The world needs feeding and how we feed ourselves in the next 100 years will hold little resemblance to the last 100 years. The reinvention of food will deliver a healthy society fed by sustainable solutions that most think are the realm of science fiction.

Regardless of our geography of market food and it’s related industries (agriculture, value adding, supply chain and retail) determine where our jobs are, how we structure our cities and how we generate our economic wealth.

For 70 years the western world has embraced industrial food production. Consumerism, manufacturing and the pursuit of corporate outcomes have left the consumer marginalized and “Big Food” (like big Pharma but food) has made our world into a ‘one size fits all’ nutrition nightmare and society is now fighting back through innovation, information and science.

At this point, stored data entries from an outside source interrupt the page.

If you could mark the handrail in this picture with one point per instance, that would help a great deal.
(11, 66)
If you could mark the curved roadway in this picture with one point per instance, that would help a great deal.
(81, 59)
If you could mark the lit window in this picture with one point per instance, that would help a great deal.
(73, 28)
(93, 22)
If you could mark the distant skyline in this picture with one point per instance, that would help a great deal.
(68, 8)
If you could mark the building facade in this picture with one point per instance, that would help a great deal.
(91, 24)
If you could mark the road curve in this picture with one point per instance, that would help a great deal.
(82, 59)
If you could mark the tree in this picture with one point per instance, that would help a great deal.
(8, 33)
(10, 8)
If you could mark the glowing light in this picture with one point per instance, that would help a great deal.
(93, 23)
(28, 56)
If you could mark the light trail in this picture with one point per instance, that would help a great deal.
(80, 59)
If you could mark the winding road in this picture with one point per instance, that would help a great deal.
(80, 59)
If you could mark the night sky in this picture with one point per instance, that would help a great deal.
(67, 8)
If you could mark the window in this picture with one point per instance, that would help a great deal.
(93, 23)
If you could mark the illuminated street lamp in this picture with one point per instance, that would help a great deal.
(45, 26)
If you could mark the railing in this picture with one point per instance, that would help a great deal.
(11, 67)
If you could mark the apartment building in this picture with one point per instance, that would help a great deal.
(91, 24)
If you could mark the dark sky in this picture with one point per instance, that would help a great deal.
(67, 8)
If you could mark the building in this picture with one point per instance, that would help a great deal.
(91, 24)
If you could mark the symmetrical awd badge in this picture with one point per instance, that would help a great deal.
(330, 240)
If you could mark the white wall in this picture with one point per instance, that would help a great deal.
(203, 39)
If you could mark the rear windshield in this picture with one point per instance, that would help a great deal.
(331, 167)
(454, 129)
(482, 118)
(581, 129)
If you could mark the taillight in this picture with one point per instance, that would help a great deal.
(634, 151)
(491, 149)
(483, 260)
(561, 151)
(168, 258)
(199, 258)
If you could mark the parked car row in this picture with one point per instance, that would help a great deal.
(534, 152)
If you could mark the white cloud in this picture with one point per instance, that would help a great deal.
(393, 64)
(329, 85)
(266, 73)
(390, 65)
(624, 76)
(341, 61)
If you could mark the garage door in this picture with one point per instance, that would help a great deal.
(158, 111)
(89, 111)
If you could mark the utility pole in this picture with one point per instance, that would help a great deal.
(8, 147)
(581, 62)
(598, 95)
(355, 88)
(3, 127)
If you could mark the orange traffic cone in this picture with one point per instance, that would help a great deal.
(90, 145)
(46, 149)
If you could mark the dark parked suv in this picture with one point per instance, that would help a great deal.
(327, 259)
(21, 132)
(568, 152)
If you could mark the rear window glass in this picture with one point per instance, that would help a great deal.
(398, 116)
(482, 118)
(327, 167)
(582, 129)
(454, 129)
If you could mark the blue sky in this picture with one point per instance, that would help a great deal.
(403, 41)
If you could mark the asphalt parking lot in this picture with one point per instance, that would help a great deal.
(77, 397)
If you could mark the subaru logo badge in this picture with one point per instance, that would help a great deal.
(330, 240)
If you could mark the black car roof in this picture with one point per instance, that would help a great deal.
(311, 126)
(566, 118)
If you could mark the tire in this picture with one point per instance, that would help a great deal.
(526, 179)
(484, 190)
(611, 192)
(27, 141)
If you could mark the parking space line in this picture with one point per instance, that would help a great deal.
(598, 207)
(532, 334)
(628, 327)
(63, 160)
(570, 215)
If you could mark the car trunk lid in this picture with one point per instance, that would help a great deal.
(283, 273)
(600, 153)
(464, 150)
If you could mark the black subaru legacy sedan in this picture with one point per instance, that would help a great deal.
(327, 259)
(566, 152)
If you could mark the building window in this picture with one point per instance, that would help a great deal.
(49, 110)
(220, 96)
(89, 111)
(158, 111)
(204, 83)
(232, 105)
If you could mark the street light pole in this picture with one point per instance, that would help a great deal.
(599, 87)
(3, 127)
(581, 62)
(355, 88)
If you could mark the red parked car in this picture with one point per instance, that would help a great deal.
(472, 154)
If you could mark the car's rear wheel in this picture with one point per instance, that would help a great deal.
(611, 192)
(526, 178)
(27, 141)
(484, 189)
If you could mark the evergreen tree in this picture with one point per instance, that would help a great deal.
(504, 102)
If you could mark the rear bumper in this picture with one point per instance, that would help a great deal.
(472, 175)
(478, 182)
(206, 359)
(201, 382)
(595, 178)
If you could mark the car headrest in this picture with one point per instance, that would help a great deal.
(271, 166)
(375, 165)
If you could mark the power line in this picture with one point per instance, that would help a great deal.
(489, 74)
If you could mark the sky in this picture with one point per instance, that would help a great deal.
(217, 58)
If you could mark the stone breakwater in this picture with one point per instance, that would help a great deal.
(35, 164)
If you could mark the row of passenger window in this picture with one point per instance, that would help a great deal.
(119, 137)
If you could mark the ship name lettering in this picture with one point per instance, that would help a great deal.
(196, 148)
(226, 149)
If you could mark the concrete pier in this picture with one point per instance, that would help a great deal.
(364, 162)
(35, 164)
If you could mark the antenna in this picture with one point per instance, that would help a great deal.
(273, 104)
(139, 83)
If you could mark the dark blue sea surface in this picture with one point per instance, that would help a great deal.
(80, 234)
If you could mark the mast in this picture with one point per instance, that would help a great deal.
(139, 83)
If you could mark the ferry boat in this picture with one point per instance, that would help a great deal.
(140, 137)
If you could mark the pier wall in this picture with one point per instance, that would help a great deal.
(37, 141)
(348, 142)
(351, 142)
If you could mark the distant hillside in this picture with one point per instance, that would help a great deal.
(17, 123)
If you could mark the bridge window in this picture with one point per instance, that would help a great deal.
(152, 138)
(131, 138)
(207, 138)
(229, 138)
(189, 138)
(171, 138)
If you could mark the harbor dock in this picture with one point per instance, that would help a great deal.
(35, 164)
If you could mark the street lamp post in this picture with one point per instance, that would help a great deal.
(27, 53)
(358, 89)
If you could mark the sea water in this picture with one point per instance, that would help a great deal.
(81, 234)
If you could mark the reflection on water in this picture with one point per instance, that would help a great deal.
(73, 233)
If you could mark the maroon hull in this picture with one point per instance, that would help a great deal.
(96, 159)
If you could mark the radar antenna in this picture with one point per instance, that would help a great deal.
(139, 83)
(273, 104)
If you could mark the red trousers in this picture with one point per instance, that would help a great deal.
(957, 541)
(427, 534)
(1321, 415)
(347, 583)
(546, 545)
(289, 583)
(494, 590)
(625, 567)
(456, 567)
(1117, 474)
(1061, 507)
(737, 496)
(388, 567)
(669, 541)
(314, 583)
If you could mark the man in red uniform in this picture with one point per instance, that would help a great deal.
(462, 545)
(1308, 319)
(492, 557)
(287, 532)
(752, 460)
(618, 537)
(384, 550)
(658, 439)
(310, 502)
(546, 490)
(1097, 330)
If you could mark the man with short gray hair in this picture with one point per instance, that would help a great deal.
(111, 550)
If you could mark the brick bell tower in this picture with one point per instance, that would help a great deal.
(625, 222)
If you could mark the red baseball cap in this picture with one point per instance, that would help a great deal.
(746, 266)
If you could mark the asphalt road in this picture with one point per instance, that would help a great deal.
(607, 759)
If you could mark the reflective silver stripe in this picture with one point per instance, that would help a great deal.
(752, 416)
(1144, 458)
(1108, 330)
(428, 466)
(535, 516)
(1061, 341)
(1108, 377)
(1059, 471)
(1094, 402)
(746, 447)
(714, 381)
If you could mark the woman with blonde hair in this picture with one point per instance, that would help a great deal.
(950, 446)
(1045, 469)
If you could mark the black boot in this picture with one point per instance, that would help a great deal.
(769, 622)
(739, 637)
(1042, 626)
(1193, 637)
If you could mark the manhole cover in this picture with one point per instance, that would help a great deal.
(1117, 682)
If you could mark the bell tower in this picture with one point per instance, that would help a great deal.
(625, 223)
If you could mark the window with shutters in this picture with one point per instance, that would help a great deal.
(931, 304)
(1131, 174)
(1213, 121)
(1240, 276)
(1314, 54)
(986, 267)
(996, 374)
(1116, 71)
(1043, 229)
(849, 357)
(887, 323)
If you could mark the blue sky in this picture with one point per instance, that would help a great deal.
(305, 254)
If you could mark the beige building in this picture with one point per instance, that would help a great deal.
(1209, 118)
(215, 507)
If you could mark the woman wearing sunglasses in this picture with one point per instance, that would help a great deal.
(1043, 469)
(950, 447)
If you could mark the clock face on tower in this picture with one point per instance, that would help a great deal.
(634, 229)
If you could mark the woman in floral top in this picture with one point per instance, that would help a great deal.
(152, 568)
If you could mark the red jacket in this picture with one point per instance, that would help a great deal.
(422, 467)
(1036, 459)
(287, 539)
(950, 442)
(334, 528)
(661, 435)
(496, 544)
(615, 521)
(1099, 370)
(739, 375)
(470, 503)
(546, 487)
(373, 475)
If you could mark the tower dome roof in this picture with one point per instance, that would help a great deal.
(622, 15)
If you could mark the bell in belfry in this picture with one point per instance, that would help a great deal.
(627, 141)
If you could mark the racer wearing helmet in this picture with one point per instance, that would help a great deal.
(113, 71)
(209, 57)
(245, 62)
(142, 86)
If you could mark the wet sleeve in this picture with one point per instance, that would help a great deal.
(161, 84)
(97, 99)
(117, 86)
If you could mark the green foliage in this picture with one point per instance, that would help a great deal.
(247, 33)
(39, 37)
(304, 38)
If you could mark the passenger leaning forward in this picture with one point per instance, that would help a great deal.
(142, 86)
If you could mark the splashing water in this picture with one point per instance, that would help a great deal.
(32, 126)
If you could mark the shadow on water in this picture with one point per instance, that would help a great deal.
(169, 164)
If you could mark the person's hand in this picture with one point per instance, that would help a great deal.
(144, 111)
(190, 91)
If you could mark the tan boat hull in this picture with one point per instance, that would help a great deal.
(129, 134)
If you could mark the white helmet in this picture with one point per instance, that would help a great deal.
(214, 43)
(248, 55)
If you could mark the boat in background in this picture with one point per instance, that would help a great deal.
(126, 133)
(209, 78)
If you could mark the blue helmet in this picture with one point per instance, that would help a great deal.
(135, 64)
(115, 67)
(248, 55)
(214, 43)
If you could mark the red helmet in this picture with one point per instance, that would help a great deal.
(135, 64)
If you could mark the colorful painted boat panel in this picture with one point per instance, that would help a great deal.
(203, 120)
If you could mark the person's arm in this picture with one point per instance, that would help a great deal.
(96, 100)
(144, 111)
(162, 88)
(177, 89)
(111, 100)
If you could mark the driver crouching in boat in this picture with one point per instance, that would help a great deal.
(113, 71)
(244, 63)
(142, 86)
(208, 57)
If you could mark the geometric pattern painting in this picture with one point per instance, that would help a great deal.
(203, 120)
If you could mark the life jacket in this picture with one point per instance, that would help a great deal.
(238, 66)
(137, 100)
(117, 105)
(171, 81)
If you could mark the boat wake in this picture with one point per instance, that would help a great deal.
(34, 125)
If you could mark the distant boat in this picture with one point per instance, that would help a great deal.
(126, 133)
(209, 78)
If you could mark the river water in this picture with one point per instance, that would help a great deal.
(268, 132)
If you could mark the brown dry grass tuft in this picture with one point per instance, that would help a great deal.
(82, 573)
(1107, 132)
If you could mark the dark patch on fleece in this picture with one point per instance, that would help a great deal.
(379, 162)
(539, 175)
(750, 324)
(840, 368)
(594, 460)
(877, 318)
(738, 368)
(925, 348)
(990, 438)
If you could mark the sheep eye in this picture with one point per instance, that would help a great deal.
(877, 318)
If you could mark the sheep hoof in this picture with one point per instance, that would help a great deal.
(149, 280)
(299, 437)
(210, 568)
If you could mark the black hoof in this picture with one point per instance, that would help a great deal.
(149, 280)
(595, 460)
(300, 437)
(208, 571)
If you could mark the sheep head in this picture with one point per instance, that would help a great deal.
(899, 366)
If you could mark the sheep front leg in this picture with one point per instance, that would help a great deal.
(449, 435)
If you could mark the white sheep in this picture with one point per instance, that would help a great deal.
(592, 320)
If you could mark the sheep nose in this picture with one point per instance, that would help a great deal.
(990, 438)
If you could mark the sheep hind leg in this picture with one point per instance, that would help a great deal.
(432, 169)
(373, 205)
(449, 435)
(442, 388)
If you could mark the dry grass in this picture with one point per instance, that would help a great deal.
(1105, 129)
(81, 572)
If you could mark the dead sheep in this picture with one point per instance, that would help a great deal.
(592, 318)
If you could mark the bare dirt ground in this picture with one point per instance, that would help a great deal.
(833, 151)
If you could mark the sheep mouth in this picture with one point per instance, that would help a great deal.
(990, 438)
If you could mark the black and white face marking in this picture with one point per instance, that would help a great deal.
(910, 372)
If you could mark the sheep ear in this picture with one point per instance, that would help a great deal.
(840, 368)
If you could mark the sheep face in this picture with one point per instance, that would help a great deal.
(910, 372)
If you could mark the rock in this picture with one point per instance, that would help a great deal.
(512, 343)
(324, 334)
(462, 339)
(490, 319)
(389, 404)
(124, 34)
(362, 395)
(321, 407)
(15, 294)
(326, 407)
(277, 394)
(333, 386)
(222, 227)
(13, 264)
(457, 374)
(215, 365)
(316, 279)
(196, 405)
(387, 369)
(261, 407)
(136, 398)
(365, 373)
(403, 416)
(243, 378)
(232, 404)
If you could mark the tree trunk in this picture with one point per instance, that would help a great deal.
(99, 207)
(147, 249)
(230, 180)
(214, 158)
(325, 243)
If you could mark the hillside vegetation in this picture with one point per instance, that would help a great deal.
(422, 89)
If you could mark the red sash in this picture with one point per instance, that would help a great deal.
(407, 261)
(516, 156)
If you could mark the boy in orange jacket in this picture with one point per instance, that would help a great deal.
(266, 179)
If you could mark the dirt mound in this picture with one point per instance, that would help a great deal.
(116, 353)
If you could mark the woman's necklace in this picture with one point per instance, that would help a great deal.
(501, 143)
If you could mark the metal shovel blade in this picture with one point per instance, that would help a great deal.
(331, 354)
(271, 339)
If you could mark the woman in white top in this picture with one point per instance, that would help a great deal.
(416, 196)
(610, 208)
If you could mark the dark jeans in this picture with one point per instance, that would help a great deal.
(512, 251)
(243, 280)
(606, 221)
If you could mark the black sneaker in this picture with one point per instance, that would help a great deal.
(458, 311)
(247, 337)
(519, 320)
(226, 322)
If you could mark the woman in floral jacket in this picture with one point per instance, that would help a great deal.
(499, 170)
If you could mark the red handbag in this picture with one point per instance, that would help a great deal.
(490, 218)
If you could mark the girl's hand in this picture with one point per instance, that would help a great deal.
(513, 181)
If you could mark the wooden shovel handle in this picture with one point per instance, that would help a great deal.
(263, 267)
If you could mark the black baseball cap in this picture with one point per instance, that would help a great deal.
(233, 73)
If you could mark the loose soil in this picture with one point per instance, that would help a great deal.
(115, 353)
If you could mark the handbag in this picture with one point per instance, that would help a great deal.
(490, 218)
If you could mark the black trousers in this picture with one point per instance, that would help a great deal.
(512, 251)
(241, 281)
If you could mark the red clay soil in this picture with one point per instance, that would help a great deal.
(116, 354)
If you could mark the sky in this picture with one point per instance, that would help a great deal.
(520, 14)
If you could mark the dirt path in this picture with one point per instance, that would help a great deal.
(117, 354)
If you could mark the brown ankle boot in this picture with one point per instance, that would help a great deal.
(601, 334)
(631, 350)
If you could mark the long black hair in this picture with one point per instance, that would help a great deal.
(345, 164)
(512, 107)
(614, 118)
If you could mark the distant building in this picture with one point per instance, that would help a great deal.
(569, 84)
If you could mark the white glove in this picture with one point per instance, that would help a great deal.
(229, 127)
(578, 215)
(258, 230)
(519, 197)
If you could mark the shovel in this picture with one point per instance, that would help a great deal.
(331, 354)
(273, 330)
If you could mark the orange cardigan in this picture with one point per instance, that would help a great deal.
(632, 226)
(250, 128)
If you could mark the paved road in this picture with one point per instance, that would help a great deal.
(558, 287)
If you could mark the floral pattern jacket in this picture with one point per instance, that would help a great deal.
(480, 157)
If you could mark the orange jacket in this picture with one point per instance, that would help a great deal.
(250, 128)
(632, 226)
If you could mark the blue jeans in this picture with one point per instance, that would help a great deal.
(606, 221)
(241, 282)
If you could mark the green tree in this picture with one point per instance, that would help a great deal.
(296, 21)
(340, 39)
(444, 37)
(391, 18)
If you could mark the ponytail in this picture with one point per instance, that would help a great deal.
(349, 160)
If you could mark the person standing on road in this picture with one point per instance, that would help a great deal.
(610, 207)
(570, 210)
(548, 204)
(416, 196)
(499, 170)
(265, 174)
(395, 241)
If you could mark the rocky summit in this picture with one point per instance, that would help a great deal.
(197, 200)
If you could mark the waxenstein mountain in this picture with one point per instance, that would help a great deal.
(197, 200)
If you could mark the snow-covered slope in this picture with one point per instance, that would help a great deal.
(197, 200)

Every conference has a futurist willing to talk on a world of; shopping lists based on diet plans laden with personalised medical advice, grocery deliveries filling smart refrigerators, wearables monitoring health metrics and feeding back to close the loop.

These visions of the future miss the true change in the future of food.

By 2050 we will barely recognise what we eat, where it came from and what it does for us.  Food innovation is borrowing from the commercial innovation, leveraging techniques and technologies to drive reinvention. As this takes hold the way we experience food will be turned on its head. The power of blockchain, mixed reality, Artificial Intelligence, IIoT, robotics and genetics will make our farms, factories and retainers into the stuff of science fiction.

In “A Hunger For Innovation: The Reinvention Of Food” we will explore the future of our food’s journey to our plate in a world of technology driven disruption.

  • How technology will drive safer more sustainable food.
  • How personalised food will change retail and food production.
  • The opportunities for disruptive tech in the food sector.
  • How Australia can benefit from the food disruption of the coming years.
  • Where the industry needs professionals and vendors to capitalise on the next wave of innovation.

Food is often overlooked as a driver of the global economy – in truth economies revolve around keeping our population alive and fed.  In the near future in the west and across Asia the food economy will centre around sustainably feeding ourselves and those around the globe. The topic of how to maximise yield through the technology of tomorrow is as interesting as things can get. I can’t wait to share with the your audience.